Gli scolastici (Tommaso, Bonaventura, etc.) affermavano che la scienza stessa (intesa come epistème, cioè sapere strutturato concernente tutte le realtà naturali e umane) altro non è che una “conoscenza certa (oggettivamente) ed evidente (soggettivamente) in base al suo perché proprio, adeguato e prossimo“.
La verità è stata solitamente distinta dalla certezza come l’oggettivo dal soggettivo. Nella storia del pensiero occidentale la ricerca della verità è appartenuta alla filosofia come meta-sapere, almeno fino alla rivoluzione cartesiano-galileiana, che ne ha segnato una separazione sempre più netta dalle scienze sperimentali, improntate al try and error.
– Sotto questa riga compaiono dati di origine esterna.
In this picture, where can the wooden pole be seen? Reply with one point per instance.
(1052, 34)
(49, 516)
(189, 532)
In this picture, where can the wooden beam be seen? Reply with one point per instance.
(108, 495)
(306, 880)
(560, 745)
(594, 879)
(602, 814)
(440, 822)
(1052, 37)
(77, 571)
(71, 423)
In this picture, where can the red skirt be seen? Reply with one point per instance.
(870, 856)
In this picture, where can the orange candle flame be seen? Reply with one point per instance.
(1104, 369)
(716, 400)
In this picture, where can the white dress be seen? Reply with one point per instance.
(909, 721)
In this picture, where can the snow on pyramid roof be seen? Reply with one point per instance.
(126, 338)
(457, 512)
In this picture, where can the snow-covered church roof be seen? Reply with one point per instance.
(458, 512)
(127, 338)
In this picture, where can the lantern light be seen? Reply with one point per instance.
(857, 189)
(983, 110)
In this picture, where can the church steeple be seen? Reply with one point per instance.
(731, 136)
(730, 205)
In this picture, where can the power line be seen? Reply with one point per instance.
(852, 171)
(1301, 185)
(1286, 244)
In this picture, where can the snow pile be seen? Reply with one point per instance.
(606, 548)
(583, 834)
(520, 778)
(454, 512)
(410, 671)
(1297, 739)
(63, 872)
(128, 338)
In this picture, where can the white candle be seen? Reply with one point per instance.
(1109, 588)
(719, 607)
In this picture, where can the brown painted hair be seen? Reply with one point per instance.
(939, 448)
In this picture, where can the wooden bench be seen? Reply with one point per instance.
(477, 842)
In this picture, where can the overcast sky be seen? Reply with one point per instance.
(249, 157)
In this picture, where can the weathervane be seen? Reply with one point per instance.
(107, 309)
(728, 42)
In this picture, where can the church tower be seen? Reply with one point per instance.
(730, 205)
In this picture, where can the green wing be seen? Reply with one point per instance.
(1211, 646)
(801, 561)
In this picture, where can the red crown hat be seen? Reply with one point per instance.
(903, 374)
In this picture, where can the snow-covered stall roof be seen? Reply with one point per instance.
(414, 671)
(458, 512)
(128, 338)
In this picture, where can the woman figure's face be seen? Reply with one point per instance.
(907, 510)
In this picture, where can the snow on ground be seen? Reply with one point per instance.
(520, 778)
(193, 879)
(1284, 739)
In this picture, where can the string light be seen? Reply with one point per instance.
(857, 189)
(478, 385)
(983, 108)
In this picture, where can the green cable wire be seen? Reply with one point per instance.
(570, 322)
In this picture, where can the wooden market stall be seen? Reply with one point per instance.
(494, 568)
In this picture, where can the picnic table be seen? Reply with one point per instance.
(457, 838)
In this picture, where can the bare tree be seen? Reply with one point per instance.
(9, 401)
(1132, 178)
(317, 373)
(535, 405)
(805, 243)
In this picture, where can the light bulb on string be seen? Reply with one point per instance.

La verità intesa come rappresentazione dell’essere-delle-cose è stata allora messa in discussione, dal cogito di Descartes (penso, dunque sono, e ciò che ne segue) e fino a Kant che ammette e dà plausibilità alla sola conoscenza della verità fenomenica: “il mondo e la realtà delle cose sono meramente ciò che mi appare, perché ciò che è in sé è inconoscibile” (noùmeno). Hegel ne propose poi una versione radicale con la fusione della realtà come verità di ciò che può venire pensato (soggettivismo idealista).
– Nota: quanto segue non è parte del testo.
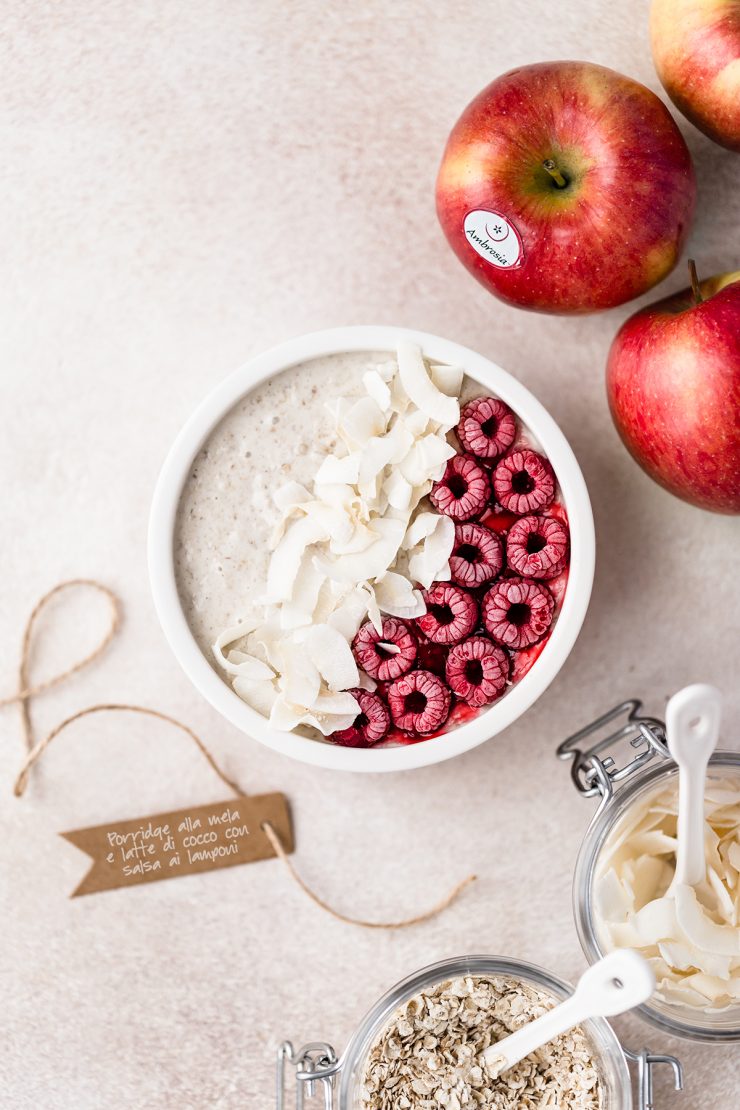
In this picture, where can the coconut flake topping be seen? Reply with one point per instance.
(354, 546)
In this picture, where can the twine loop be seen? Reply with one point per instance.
(34, 749)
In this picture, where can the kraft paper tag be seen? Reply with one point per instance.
(185, 841)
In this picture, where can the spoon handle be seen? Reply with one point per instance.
(617, 982)
(692, 718)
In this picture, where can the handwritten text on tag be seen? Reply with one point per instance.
(185, 841)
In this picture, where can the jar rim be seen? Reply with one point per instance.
(604, 820)
(610, 1057)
Nel secolo scorso pensatori come Theodor W. Adorno, su un versante più freudiano-marxiano (cf. in Minima Moralia) e Karl Popper hanno approfondito i tema della verità e della sua falsificazione, riprendendo l’antico asserto socratico del “sapere di non sapere”. Se Adorno, sulle tracce del pensiero ideal-marxiano e psicanalitico conservava una sorta di allure ottimistica circa le possibilità del soggetto di pensare la verità, Popper, neo-socratico faceva due affermazioni radicali: a) “Noi umani sappiamo una quantità di cose che ci consentono una profonda penetrazione teorica e una sorprendentemente elevata comprensione del mondo” e, di contro, dialetticamente, b) “la nostra ignoranza è illimitata e tale da toglierci ogni illusione“.
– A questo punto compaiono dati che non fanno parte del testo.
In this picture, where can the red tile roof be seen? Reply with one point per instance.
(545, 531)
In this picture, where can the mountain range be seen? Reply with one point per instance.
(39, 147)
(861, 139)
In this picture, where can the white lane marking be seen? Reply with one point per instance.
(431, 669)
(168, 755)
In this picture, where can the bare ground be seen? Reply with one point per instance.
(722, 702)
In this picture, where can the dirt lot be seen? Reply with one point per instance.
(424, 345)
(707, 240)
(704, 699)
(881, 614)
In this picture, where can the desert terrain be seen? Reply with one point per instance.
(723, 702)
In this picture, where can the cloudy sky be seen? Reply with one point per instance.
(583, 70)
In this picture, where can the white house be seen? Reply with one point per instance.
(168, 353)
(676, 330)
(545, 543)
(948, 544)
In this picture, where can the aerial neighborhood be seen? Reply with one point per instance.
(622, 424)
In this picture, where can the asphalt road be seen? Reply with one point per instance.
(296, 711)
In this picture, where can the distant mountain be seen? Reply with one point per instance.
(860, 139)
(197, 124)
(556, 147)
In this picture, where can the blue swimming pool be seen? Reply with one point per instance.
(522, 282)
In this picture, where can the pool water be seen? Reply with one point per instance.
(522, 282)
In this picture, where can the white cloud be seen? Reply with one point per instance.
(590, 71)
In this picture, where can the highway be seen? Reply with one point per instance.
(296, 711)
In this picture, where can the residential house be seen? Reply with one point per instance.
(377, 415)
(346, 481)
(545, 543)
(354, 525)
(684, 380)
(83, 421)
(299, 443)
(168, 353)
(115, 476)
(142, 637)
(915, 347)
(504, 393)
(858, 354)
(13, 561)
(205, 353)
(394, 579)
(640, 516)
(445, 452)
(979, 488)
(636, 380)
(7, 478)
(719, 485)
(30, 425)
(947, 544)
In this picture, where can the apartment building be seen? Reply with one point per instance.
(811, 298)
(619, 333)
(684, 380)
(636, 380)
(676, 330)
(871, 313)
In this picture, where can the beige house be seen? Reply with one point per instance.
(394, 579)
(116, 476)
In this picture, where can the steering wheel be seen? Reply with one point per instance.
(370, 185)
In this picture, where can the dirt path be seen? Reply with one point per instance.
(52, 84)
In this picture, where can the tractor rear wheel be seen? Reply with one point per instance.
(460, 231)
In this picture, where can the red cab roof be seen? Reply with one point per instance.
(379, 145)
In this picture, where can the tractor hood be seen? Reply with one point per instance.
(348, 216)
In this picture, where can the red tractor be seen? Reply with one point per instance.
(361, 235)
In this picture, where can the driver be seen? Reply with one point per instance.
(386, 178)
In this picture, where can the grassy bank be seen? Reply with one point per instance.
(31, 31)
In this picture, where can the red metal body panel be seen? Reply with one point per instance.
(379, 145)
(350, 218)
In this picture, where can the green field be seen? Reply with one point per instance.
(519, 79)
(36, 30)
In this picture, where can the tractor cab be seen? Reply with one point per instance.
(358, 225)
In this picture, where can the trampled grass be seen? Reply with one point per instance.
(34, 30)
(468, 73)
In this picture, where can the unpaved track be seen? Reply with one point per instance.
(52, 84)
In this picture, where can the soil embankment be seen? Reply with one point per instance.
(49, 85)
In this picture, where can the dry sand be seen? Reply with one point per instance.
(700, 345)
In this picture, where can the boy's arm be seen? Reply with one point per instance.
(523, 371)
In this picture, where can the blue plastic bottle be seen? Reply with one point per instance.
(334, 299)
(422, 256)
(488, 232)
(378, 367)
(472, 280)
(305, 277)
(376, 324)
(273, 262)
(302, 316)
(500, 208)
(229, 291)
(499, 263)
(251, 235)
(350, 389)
Che voleva dire? Più o meno ciò che anch’io (chi mi conosce lo sa) ripeto spesso: che la conoscenza e la ricerca della verità sono un’opera infinita (senza fine), poiché mentre conosco ciò che scopro della natura delle cose e dell’uomo stesso, colgo l’abisso di non conoscenza seguente, che appare progressivamente mentre conosco quel poco di accessibile della verità delle cose. Quanto e come posso sbagliarmi sempre! Come la realtà non è matematizzabile! Non posso mai dire che un essere umano è per il 20% negativo e per l’80% positivo, o viceversa, come qualcuno erroneamente pensa. Vi è sempre qualcosa o molto che sfugge, stando nel non-detto, nell’abilità dissimulatoria, nel progredire evolutivo delle cose. Ancora Popper “a ogni passo in avanti che facciamo, a ogni problema che risolviamo, non scopriamo solo problemi nuovi e insoluti, ma scopriamo che anche là dove pensavamo di trovarci su un terreno stabile e sicuro, in realtà tutto è incerto e precario“.
O, come dice il mio caro collega di Phronesis Stefano Zampieri da Venezia: “noi possiamo accedere intellettualmente solo a delle verità locali”.
La ricerca della verità -dunque- non ha mai fine. Se Adorno affermava che “il tutto è falso“, Popper potrebbe suggerire di sostituire il termine “falso” con “falsificabile“, per lasciare una traccia generosa all’evoluzione positiva del pensiero umano (lobi prefrontali, cf. in Steven Pinker).
Se invece ci accostiamo alla dimensione teologica cristiana (con una epistemologia completamente diversa), in Giovanni (Evangelo 14, 6) troviamo l’affermazione gesuana “Io sono la via, la verità e la vita“, per cui rinvio a un mio testo di prossima pubblicazione (L’eros come struttura ermeneutica per la comprensione del senso).
Ma, al di là di questo, accontentiamoci di comprendere umilmente l’infinita varietà delle cose, con la nostra mente limitata, e pur capace di gioire per la conoscenza e per la sua condivisione con i nostri simili attuali e con chi verrà dopo di noi, noi andati via.